Specialty beverage company Peet's Coffee & Tea, Inc. (PEET) agreed Monday to be taken private by Joh. A. Benckiser for $73.50 per share in an all-cash deal of about $1 billion. The deal, unanimously approved by Peet's Board of Directors, is expected to close in about three months.
Joh. A. Benckiser or JAB, is the German holding company that manages the interests of the family of Johann A. Benckiser. Apart from JAB, Chicago-based merchant bank BDT Capital Partners is also participating in the deal as an adviser and minority investor.
"We are very excited about this next chapter in Peet's rich history. Over many years we've demonstrated an unyielding commitment to craft coffees and teas of uncompromised quality. This commitment is what has distinguished the Peet's brand among all others and will continue to guide us as we go forward," Peet's President and CEO Patrick O'Dea said in a statement.
The offer price represents a 28.6 percent premium over Peet's' closing stock price of $57.16 on Friday. Following the news, Peet's shares are surging about 29 percent in early trades in a bid to match the offer price.

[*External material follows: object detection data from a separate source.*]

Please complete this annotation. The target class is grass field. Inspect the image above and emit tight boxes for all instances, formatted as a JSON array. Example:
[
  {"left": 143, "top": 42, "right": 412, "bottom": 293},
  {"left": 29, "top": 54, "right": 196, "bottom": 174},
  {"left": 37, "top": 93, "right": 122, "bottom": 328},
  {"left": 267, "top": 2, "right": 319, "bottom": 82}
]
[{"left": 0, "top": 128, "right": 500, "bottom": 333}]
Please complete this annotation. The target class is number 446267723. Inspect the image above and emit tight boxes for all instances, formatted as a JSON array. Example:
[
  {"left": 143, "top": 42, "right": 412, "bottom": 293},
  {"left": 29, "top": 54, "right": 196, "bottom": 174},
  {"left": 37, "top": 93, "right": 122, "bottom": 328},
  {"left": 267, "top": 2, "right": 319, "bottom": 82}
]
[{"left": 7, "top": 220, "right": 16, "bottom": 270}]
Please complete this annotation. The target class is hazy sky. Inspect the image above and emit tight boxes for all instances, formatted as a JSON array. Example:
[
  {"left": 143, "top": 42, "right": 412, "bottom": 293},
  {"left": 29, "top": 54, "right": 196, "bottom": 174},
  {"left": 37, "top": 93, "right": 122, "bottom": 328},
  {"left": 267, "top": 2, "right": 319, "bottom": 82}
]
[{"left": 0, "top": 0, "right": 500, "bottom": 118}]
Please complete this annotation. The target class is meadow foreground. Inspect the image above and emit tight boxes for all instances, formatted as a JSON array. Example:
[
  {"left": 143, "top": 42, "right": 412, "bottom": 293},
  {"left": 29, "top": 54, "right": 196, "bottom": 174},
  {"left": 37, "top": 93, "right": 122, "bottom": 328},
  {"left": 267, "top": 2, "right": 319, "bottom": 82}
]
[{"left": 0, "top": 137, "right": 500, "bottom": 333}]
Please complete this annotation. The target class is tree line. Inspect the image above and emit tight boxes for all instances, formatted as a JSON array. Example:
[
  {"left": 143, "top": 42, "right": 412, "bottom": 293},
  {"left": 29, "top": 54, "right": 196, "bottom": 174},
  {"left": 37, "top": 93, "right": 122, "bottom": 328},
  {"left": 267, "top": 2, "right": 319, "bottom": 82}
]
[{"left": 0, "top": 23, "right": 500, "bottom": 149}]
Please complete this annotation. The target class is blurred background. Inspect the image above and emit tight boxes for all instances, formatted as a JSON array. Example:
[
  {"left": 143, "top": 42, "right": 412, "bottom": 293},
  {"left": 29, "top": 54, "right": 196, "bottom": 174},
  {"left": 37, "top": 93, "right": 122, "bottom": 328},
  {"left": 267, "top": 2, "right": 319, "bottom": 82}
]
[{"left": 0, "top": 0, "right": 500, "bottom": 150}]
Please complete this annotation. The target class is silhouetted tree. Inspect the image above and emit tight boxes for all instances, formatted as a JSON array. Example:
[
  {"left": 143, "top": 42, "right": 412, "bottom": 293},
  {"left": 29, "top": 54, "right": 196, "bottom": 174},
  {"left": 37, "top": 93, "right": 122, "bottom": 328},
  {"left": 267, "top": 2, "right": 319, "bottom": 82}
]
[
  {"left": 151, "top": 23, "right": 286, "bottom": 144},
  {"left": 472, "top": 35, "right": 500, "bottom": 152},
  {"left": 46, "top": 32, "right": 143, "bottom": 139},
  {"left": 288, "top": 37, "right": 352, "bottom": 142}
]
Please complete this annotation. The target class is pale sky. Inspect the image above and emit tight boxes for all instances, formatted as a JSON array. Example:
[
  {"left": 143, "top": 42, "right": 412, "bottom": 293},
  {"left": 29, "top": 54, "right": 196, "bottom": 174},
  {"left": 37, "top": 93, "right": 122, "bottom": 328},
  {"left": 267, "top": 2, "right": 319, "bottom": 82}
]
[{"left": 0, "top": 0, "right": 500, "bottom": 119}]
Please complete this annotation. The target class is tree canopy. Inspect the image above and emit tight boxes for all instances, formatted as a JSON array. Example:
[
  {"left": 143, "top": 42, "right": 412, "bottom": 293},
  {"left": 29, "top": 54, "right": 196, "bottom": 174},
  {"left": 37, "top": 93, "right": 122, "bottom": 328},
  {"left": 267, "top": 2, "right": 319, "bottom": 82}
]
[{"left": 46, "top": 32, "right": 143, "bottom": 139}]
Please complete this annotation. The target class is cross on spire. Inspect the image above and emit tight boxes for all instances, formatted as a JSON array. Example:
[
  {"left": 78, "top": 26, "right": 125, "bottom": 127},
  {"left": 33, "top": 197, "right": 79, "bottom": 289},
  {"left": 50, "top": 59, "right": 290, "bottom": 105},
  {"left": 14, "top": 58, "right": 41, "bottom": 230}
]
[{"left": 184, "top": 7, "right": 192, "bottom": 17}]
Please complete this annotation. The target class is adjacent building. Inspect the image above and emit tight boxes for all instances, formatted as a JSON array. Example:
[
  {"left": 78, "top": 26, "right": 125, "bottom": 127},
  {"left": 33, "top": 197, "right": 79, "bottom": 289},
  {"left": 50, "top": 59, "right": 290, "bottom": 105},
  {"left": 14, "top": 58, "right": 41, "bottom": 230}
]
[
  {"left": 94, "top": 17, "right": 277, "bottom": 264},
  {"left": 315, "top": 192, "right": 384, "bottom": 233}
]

Following the closure of the deal, Peet's will become a privately owned company and will continue to be operated by its current management team and employees, and remain based in the San Francisco Bay Area.
The deal is not subject to a financing condition, but requires the affirmative vote of holders of a majority of Peet's outstanding shares.
"At JAB, we are committed to owning and investing in companies with strong, premier-quality brands and great people whose values we share. Peet's is just such a company and we look forward to preserving the company's culture and core values, while supporting management's vision for future growth," JAB Chairman Bart Becht noted.
For the deal, Citigroup is serving as exclusive financial adviser to Peet's, and Cooley LLP is acting as Peet's legal adviser.